LA DOMUS AUREA

Con información de Palma Martínez Burgos (23/09/2006)


 

Hablamos de un palacio construido por mandato del emperador Nerón tras el incendio que en el año 64 asoló Roma.

Dos siglos después, el emperador Trajano levantaba sobre sus restos las llamadas termas trajaneas. El abandono medieval acabó sepultando gran parte de estos conjuntos perdiendo su memoria, pero en el siglo XVI el afán coleccionista y el incipiente gusto arqueológico ayudaron a descubrir algunas de las gigantescas salas que formaban parte del conjunto palaciego.

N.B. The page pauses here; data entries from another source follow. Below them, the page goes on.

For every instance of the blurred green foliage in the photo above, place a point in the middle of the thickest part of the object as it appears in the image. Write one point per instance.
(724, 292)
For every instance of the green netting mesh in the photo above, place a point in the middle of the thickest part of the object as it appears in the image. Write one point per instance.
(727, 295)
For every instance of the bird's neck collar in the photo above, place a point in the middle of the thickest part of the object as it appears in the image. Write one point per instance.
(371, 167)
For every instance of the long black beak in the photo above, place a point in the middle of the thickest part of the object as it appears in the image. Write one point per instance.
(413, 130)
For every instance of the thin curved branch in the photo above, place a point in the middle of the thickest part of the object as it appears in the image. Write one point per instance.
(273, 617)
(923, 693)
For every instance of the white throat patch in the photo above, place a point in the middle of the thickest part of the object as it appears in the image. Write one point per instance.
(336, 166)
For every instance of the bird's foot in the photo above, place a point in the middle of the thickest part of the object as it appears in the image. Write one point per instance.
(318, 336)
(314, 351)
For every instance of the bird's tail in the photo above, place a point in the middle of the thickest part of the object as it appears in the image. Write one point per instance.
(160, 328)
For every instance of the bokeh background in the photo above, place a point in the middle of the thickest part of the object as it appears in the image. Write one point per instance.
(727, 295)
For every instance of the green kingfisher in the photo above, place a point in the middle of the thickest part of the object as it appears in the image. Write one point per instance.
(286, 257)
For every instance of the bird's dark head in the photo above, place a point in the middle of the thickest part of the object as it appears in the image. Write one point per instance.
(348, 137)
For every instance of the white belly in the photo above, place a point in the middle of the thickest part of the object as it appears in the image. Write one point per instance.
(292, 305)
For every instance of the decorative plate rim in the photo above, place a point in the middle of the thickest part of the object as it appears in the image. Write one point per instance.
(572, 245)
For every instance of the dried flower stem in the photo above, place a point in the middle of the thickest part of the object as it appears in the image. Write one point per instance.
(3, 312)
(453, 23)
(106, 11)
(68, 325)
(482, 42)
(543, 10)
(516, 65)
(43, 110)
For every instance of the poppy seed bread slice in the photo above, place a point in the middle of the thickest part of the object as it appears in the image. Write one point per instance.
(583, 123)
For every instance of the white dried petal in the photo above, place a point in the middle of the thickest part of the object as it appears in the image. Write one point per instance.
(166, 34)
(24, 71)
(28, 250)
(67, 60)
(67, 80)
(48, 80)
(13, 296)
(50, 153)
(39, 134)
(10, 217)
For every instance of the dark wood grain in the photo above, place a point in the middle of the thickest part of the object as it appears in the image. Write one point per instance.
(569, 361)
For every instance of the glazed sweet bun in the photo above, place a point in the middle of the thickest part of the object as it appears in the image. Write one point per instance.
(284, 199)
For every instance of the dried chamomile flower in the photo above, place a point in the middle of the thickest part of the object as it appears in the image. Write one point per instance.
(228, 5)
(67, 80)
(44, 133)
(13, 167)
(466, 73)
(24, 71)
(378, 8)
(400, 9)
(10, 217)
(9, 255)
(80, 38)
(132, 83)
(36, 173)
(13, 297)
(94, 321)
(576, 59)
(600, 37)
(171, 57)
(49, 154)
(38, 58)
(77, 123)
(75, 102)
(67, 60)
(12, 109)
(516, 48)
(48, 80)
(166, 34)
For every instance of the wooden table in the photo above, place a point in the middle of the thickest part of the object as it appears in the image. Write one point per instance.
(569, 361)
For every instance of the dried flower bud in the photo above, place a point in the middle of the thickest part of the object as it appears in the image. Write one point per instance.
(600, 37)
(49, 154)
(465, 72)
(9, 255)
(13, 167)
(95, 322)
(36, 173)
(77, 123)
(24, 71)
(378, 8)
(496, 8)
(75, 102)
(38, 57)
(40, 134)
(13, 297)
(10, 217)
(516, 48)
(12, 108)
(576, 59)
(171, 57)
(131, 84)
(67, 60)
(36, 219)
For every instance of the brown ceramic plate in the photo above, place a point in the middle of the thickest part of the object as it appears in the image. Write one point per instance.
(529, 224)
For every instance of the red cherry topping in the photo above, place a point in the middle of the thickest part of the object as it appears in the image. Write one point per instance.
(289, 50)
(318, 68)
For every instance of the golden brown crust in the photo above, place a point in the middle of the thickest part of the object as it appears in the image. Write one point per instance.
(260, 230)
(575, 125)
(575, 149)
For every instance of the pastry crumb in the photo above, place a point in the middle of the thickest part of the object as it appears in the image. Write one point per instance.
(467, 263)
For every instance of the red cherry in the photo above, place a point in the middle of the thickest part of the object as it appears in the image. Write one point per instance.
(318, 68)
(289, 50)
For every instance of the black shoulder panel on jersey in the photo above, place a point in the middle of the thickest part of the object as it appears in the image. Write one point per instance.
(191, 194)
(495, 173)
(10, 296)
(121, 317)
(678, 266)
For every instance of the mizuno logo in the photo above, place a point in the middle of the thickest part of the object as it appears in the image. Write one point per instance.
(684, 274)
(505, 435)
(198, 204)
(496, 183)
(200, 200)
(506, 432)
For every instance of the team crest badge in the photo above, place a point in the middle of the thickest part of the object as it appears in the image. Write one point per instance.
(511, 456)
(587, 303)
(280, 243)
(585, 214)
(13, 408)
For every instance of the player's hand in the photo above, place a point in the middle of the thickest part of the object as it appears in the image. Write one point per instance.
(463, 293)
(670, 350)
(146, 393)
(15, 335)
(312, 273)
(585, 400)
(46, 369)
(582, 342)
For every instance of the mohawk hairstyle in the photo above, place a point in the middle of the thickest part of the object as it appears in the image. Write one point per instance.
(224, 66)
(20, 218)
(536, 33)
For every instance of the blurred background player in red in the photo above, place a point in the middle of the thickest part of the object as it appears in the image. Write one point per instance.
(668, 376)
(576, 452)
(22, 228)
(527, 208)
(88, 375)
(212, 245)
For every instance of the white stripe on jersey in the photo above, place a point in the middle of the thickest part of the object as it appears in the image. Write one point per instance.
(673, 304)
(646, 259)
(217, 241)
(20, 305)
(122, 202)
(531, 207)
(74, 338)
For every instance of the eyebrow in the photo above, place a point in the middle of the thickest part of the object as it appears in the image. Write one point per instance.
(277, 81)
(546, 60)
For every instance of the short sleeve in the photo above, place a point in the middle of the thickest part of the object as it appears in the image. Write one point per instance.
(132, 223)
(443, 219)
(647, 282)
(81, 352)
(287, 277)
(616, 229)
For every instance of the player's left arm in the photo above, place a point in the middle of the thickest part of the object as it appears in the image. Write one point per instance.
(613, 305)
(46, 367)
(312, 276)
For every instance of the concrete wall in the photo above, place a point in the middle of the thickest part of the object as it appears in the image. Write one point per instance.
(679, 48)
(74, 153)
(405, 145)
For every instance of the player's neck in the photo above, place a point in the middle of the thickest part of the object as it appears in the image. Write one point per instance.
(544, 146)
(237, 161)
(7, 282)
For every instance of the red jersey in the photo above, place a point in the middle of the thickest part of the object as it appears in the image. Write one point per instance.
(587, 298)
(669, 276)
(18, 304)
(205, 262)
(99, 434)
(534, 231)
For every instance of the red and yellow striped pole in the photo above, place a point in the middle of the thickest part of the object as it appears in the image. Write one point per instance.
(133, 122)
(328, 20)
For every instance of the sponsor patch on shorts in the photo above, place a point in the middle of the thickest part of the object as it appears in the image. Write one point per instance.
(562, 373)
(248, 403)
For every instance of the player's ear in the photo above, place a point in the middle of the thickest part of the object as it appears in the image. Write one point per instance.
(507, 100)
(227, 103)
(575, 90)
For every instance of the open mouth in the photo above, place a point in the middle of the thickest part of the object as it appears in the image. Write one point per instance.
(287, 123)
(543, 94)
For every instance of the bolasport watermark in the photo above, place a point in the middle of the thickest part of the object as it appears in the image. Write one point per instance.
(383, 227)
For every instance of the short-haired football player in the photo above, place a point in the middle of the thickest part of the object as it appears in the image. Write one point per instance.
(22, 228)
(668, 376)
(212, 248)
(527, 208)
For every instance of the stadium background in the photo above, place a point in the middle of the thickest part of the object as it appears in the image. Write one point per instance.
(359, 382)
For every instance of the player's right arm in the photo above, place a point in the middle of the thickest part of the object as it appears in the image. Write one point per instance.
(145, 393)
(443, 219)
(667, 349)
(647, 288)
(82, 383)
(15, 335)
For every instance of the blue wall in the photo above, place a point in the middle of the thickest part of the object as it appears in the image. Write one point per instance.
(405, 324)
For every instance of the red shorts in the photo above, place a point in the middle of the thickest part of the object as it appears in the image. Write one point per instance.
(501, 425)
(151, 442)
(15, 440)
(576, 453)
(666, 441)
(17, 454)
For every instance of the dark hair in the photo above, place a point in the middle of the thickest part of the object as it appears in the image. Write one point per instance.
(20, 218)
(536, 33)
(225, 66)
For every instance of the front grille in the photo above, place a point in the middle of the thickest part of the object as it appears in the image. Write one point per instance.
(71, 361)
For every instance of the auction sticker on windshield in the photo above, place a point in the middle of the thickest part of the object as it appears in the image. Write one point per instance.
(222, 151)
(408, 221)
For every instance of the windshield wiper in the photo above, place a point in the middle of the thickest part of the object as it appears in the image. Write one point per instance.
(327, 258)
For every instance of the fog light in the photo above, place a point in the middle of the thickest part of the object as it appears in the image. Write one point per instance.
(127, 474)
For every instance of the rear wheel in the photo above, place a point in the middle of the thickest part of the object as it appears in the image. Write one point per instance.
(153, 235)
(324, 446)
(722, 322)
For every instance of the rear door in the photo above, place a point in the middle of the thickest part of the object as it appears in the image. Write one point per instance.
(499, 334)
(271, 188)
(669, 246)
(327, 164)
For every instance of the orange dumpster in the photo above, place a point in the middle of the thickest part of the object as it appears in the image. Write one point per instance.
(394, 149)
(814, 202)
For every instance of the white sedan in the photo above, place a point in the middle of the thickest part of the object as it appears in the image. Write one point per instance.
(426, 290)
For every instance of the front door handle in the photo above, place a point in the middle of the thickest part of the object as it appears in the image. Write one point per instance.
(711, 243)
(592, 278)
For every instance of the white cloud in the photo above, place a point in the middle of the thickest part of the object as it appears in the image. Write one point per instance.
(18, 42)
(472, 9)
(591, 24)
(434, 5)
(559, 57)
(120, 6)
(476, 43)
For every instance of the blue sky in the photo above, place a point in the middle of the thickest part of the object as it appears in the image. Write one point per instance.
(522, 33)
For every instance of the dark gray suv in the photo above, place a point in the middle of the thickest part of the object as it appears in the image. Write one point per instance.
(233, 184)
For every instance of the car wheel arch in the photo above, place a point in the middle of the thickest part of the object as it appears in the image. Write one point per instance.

Un poco de fantasía y un mucho de culto a las ruinas fueron suficientes para despertar la imaginación de aquellos romanos, que ante la riqueza y exuberancia decorativa de tales grutas creyeron que era así como sus antepasados decoraban las cuevas y subterráneos, de ahí el nombre de grutescos que recibió por extensión toda la decoración renacentista que imitaba los repertorios hallados en la enigmática Domus Aurea.

 En ellas se inspiró el propio Rafael para pintar las Loggias del Vaticano, y durante muchos siglos han dejado una huella indeleble en la pintura. Pero aunque conocíamos la decoración, sólo ahora hemos podido ver el espacio en el que se alojaban. La recuperación de los restos del palacio de Nerón fue una ardua y prolongada tarea en la que colaboraron estrechamente instituciones y profesionales para ver finalmente recogidos sus frutos.

Ya en la entrada, abierta al público desde el año 2000, la bajada de temperatura y la oscuridad inicial predispone a un ejercicio de fantasía. La desnudez del hormigón y las grandes bóvedas de ladrillo que han perdido su revoco pictórico insinúan un laberinto de formas y espacios que superan la escala humana. Cuando además uno va oyendo las explicaciones comprende la fastuosa megalomanía de un emperador enfermizo e inquietante que quiso hacer de su espacio privado la mejor muestra del culto a los sentidos.

Algunas de las estancias, grandiosas e imponentes, han sido recuperadas casi en su totalidad, pese a la cantidad de terrenos y de historia que las sepultaron. Pero es difícil no hacer un permanente esfuerzo por no olvidar que todo aquello, hoy en tinieblas, estaba bañado de una luz que entraba a raudales por los vastos miradores que los arquitectos abrieron a un paisaje presidido por el lago artificial sobre el que después se levantó el Coliseo.